Corriere dello Sport

Al via anche i musei mancano gli studenti

Senza studenti e turisti la vita arriva dai negozietti e dalla musica

- di Giorgio Burreddu

Altro che città universita­ria. Se ti affacci su via Zamboni non vedi niente, di studenti neanche l'ombra. Solo spazi vuoti e portoni chiusi, quelli imponenti dell’università più antica del mondo che ancora aspettano una fase buona anche per loro. Ma almeno hanno rimesso l’Opera dagli altoparlan­ti del Teatro Comunale, in questi giorni passa a ripetizion­e la Cenerentol­a di Rossini e il vuoto finisce per essere un po’ meno crudele.
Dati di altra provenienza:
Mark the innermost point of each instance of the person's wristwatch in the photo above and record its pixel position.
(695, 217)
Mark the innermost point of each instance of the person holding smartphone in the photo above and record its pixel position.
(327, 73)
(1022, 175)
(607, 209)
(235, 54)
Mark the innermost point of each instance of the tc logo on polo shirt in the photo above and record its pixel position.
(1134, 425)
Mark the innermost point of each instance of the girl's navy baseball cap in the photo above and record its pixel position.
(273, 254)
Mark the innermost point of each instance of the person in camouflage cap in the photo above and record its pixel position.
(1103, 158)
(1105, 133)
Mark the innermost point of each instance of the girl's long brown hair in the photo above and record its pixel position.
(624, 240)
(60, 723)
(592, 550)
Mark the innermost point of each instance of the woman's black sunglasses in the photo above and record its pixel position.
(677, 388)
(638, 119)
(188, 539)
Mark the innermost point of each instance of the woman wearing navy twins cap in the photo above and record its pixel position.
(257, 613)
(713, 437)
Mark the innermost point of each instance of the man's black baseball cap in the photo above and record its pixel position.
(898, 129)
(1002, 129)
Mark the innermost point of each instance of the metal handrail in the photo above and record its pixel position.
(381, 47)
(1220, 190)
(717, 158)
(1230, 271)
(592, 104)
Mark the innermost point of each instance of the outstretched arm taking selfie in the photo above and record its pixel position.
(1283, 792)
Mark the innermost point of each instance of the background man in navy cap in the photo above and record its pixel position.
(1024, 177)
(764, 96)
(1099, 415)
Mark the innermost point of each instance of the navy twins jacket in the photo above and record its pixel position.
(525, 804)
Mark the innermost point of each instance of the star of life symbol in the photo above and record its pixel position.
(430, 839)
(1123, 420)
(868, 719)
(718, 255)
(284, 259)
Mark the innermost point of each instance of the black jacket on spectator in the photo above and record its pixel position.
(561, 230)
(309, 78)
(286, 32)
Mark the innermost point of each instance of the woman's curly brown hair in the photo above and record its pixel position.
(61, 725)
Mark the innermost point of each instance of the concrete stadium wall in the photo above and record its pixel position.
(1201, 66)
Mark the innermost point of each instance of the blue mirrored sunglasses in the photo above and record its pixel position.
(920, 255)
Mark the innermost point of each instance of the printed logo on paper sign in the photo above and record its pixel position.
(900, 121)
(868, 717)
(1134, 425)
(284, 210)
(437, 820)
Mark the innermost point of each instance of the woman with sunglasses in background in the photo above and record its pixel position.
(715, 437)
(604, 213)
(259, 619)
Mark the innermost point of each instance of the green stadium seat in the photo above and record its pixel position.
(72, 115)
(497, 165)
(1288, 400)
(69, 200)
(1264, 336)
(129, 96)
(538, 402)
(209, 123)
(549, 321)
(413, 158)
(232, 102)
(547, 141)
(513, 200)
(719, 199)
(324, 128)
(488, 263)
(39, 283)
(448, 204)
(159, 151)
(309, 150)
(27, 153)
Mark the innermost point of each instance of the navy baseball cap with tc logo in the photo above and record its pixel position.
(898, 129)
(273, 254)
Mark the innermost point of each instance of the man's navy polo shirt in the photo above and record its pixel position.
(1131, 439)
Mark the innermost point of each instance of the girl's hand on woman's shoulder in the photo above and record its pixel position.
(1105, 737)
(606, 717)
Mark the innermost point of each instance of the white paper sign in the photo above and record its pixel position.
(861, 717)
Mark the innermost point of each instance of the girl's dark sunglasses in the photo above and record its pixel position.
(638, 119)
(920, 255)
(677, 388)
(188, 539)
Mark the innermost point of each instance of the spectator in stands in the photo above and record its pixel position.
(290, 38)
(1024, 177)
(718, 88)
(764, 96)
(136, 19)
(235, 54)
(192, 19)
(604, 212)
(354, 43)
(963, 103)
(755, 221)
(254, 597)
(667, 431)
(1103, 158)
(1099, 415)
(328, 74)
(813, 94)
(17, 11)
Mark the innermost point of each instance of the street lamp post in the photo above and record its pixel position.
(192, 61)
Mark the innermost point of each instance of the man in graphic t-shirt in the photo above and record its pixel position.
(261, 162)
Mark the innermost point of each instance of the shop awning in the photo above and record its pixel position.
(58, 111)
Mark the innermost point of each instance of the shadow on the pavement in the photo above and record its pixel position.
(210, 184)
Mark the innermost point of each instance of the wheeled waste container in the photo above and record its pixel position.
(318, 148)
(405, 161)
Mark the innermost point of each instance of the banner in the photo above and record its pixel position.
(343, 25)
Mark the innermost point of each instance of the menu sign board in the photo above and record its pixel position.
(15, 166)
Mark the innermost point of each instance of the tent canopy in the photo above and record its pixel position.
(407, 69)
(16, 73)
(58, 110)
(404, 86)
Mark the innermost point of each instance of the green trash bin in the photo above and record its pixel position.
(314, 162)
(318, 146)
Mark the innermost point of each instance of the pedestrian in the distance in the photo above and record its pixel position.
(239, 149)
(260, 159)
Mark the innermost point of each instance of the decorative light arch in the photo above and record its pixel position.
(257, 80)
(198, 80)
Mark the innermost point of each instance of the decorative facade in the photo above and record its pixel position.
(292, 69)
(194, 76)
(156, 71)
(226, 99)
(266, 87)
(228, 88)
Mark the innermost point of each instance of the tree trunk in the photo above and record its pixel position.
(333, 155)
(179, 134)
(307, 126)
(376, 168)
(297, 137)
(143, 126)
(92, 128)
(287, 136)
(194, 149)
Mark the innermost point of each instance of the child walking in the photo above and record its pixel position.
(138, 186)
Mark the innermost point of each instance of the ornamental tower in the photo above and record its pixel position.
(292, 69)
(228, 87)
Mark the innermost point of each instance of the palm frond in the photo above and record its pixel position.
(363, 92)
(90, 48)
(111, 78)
Per capire la riapertura bisogna spostarsi qualche passo più su, arrivare quasi sotto le Torri, in Piazza di Porta Ravegnana, con la libreria, il panettiere, il negozio di cianfrusag­lie, lì c’è già movimento, le persone scivolano a distanza tra i locali, i negozietti, i bar. Si può fare la spesa nel quadrilate­ro: mortadella e tortellini, tagliatell­e e ragù, venivano da tutto il mondo a comprarli proprio qui. Giancarlo, che è di Senigallia ma a Bologna ci sta dal ’97, sta sistemando le ultime cose al suo chiosco: «Ho aperto, sì. Niente buffet, i tavoli li dimezzo. Faccio solo il pomeriggio, mattina niente. Turisti zero, studenti pochi: cosa vuoi fare?». Lui è uno di quelli che non ha studiato grandi soluzioni alternativ­e, «ho aperto e basta: vediamo come va». L’altra sera la chat sul suo telefonino fibrillava: l’hanno creata in centocinqu­anta esercenti tra ristoranti e locali per scambiarsi idee, impression­i, «e per darci un sostegno in questa giornata» che è come il primo giorno di scuola.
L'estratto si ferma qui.